Buscaba estabilidad, vivió en varios países y fantasea volver: “Ojalá podamos decir que Cambalache ya no tiene vigencia”​

Carlos Green observa su presente y a su lado la ve a ella, Estela Turnes, la mujer con la que acaba de cumplir cincuenta años de casados. En su historia, ellos fueron lo único inamovible en una existencia signada por el movimiento. Y, tal vez, fue eso mismo lo que colaboró a que su vida jamás se sintiera la misma a pesar de ser ellos los constantes protagonistas. La ironía de la historia es que, en un primer momento, los incesantes cambios y desplazamientos físicos y emocionales se produjeron por estar tras la búsqueda de la tan añorada estabilidad. Una estabilidad que su país de origen les escatimaba.

Su camino comenzó en su querido país, Argentina. Carlos se casó muy joven y junto a su mujer, Estela, se instalaron en Palermo. Pero lo cierto es que él no pudo disfrutar realmente del barrio, tan único y cargado de magia. Entre el trabajo, la facultad, las dos primeras hijas que llegaron pronto, quedaba poco tiempo para recorrer y descubrir todo lo que éste tenía para ofrecer.
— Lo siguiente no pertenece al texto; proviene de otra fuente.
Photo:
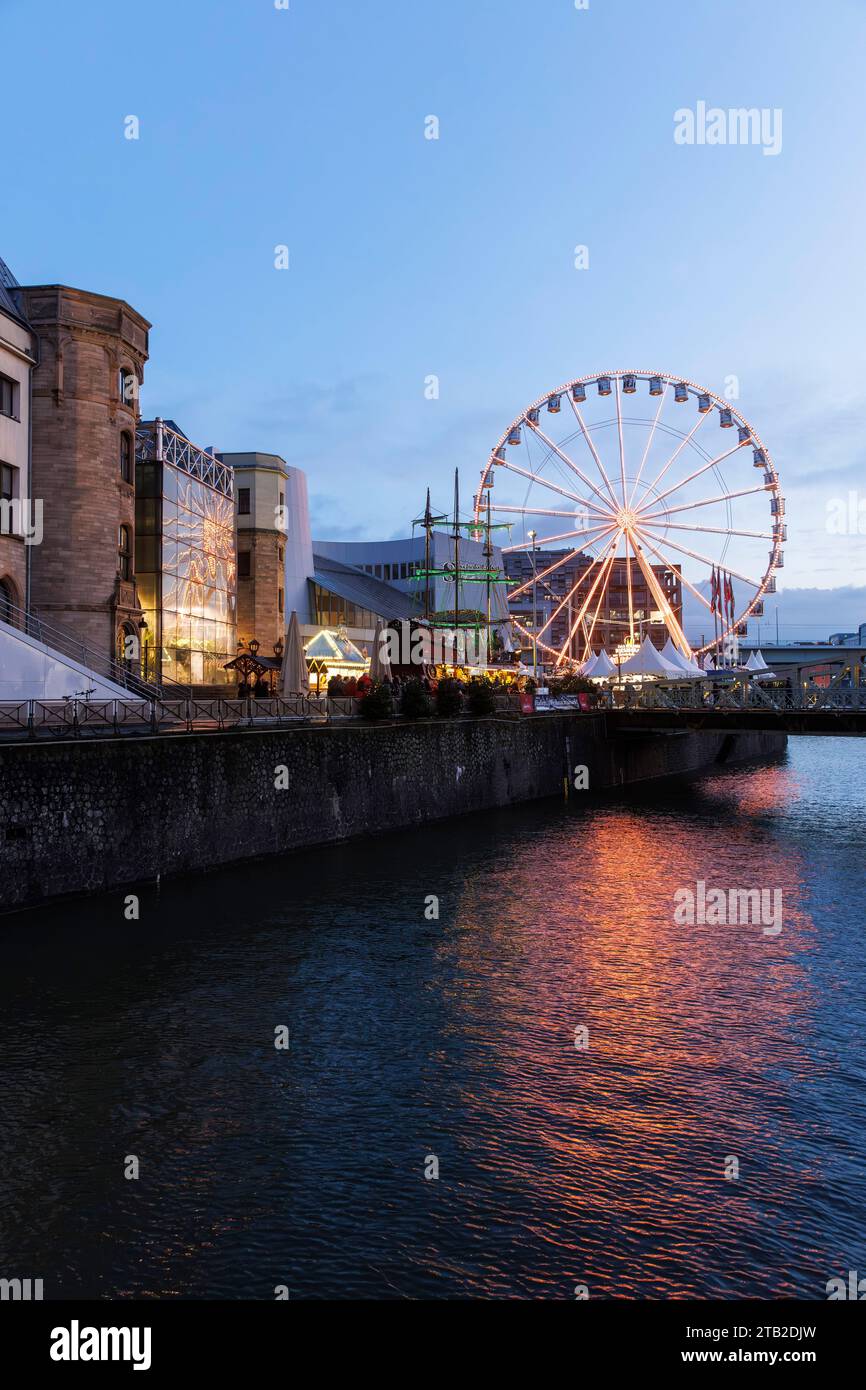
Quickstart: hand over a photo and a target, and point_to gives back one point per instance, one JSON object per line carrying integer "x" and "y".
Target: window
{"x": 127, "y": 387}
{"x": 9, "y": 396}
{"x": 127, "y": 456}
{"x": 124, "y": 553}
{"x": 7, "y": 601}
{"x": 7, "y": 492}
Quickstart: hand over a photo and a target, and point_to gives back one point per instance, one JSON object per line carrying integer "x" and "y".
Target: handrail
{"x": 95, "y": 659}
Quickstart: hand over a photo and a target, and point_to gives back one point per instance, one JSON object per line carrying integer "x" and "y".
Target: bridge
{"x": 794, "y": 708}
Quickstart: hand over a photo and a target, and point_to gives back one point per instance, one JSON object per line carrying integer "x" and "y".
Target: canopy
{"x": 648, "y": 660}
{"x": 602, "y": 667}
{"x": 295, "y": 679}
{"x": 676, "y": 658}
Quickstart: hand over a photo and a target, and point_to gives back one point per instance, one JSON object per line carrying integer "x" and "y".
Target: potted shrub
{"x": 481, "y": 698}
{"x": 377, "y": 702}
{"x": 449, "y": 697}
{"x": 414, "y": 701}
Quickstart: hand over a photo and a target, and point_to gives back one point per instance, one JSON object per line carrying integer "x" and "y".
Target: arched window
{"x": 124, "y": 553}
{"x": 127, "y": 456}
{"x": 127, "y": 388}
{"x": 7, "y": 601}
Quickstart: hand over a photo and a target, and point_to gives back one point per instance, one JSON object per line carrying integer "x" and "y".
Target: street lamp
{"x": 533, "y": 538}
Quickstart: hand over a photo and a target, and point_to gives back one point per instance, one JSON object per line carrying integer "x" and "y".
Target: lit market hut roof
{"x": 335, "y": 649}
{"x": 248, "y": 665}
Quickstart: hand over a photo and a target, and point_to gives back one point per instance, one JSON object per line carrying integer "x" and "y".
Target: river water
{"x": 456, "y": 1041}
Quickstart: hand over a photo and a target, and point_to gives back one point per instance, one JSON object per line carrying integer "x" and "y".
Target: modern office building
{"x": 85, "y": 389}
{"x": 184, "y": 558}
{"x": 17, "y": 362}
{"x": 402, "y": 566}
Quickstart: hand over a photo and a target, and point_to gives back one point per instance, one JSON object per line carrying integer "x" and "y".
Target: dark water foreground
{"x": 455, "y": 1037}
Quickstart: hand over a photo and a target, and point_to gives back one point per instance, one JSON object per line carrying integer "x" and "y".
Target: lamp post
{"x": 533, "y": 538}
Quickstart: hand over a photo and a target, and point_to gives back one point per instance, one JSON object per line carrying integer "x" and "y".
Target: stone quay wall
{"x": 89, "y": 816}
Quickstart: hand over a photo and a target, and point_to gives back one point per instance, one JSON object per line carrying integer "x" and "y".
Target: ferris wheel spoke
{"x": 569, "y": 597}
{"x": 538, "y": 544}
{"x": 588, "y": 634}
{"x": 566, "y": 558}
{"x": 705, "y": 467}
{"x": 628, "y": 585}
{"x": 711, "y": 565}
{"x": 716, "y": 530}
{"x": 562, "y": 455}
{"x": 683, "y": 577}
{"x": 533, "y": 512}
{"x": 592, "y": 449}
{"x": 603, "y": 569}
{"x": 677, "y": 452}
{"x": 704, "y": 502}
{"x": 662, "y": 603}
{"x": 619, "y": 430}
{"x": 649, "y": 438}
{"x": 555, "y": 487}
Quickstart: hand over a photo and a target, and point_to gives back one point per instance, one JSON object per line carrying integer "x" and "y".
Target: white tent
{"x": 602, "y": 667}
{"x": 676, "y": 658}
{"x": 295, "y": 679}
{"x": 380, "y": 665}
{"x": 756, "y": 663}
{"x": 648, "y": 660}
{"x": 587, "y": 669}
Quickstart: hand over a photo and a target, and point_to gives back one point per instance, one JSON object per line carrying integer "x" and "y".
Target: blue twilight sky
{"x": 455, "y": 257}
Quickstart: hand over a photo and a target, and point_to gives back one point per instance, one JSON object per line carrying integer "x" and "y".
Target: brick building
{"x": 92, "y": 353}
{"x": 17, "y": 360}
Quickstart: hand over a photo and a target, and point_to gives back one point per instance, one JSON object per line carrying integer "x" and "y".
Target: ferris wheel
{"x": 633, "y": 484}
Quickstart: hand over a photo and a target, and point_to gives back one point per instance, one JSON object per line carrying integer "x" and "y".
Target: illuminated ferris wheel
{"x": 630, "y": 466}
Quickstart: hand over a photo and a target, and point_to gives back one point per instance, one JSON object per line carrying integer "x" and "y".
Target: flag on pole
{"x": 729, "y": 598}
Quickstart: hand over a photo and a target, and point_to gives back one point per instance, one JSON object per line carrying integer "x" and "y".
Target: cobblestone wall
{"x": 89, "y": 816}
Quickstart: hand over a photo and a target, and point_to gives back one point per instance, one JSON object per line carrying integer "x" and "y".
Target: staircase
{"x": 99, "y": 662}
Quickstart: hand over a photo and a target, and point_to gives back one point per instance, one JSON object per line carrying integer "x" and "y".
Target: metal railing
{"x": 741, "y": 697}
{"x": 31, "y": 719}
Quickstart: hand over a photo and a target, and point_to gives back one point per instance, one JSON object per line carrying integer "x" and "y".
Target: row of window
{"x": 402, "y": 570}
{"x": 243, "y": 502}
{"x": 7, "y": 494}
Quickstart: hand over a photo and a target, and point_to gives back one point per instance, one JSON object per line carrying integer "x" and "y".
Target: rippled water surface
{"x": 456, "y": 1039}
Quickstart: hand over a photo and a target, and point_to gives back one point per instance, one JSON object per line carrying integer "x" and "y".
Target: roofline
{"x": 92, "y": 293}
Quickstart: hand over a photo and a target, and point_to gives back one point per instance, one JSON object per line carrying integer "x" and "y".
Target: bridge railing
{"x": 741, "y": 697}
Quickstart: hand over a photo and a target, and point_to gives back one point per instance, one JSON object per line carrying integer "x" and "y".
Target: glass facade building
{"x": 185, "y": 562}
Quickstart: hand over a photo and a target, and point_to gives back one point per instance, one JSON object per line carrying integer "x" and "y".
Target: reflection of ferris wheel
{"x": 645, "y": 485}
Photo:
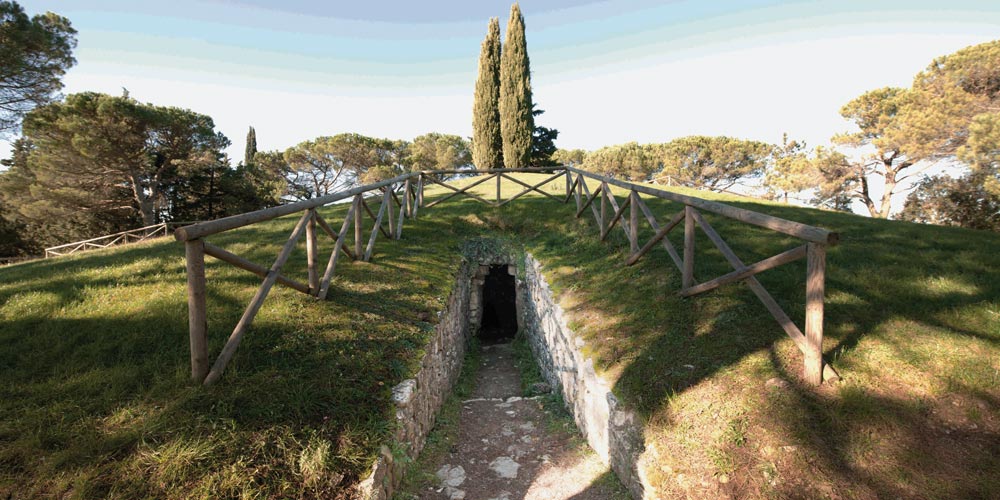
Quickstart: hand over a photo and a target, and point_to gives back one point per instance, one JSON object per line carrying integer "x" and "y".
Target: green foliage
{"x": 435, "y": 151}
{"x": 911, "y": 323}
{"x": 251, "y": 147}
{"x": 713, "y": 163}
{"x": 34, "y": 54}
{"x": 982, "y": 150}
{"x": 572, "y": 157}
{"x": 98, "y": 164}
{"x": 266, "y": 178}
{"x": 963, "y": 202}
{"x": 323, "y": 165}
{"x": 631, "y": 161}
{"x": 791, "y": 171}
{"x": 95, "y": 152}
{"x": 543, "y": 144}
{"x": 947, "y": 111}
{"x": 517, "y": 123}
{"x": 487, "y": 143}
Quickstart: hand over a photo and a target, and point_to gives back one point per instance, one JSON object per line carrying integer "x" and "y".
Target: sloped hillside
{"x": 95, "y": 400}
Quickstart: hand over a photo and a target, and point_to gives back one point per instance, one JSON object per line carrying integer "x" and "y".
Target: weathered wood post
{"x": 815, "y": 289}
{"x": 579, "y": 191}
{"x": 633, "y": 220}
{"x": 358, "y": 229}
{"x": 420, "y": 190}
{"x": 687, "y": 274}
{"x": 194, "y": 250}
{"x": 416, "y": 198}
{"x": 405, "y": 200}
{"x": 311, "y": 253}
{"x": 604, "y": 209}
{"x": 392, "y": 219}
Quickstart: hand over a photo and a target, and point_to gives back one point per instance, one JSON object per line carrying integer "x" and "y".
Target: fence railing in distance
{"x": 816, "y": 240}
{"x": 401, "y": 197}
{"x": 110, "y": 240}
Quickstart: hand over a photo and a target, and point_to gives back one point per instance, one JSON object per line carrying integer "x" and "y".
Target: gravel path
{"x": 511, "y": 448}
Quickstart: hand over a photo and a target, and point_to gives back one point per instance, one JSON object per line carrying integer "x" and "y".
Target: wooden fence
{"x": 406, "y": 192}
{"x": 122, "y": 238}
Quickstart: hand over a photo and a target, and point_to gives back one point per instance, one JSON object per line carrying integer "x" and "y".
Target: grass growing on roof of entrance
{"x": 94, "y": 400}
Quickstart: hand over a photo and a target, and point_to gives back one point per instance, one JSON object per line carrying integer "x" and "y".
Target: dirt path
{"x": 512, "y": 448}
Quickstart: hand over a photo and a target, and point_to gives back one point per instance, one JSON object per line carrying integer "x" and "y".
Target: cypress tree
{"x": 487, "y": 145}
{"x": 516, "y": 121}
{"x": 251, "y": 149}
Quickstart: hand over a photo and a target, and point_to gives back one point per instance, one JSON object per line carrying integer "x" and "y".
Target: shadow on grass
{"x": 923, "y": 300}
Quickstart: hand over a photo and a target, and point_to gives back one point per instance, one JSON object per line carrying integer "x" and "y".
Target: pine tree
{"x": 251, "y": 148}
{"x": 516, "y": 121}
{"x": 487, "y": 144}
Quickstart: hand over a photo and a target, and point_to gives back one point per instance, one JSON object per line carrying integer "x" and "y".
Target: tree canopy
{"x": 516, "y": 119}
{"x": 487, "y": 143}
{"x": 35, "y": 53}
{"x": 713, "y": 163}
{"x": 95, "y": 153}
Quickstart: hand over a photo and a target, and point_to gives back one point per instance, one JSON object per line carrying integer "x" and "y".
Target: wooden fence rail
{"x": 814, "y": 250}
{"x": 110, "y": 240}
{"x": 406, "y": 193}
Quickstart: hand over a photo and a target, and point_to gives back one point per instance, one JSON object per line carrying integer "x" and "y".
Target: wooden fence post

Antes de que Carlos pudiera darse cuenta, aquella realidad cumplió su ciclo. Aun así, a pesar de la vida acelerada, ese punto en el mapa significó una piedra angular que hasta hoy perdura: “Lo inolvidable de esa época sin duda son los recuerdos del inicio de la familia y las amistades, que hoy perduran”, dice Carlos pensativo, mientras rememora su historia.

Mar del Plata a fines de los 70 y una ciudad feliz: “Una vida mucho más relajada”

La primera migración que los marcó a fuego llegó con el quinto aniversario de casados. La empresa trasladó a Carlos a Mar del Plata, donde su primer hijo varón llegó al mundo. Allí, rodeados del aroma a sal marina, su calidad de vida cambió de manera drástica.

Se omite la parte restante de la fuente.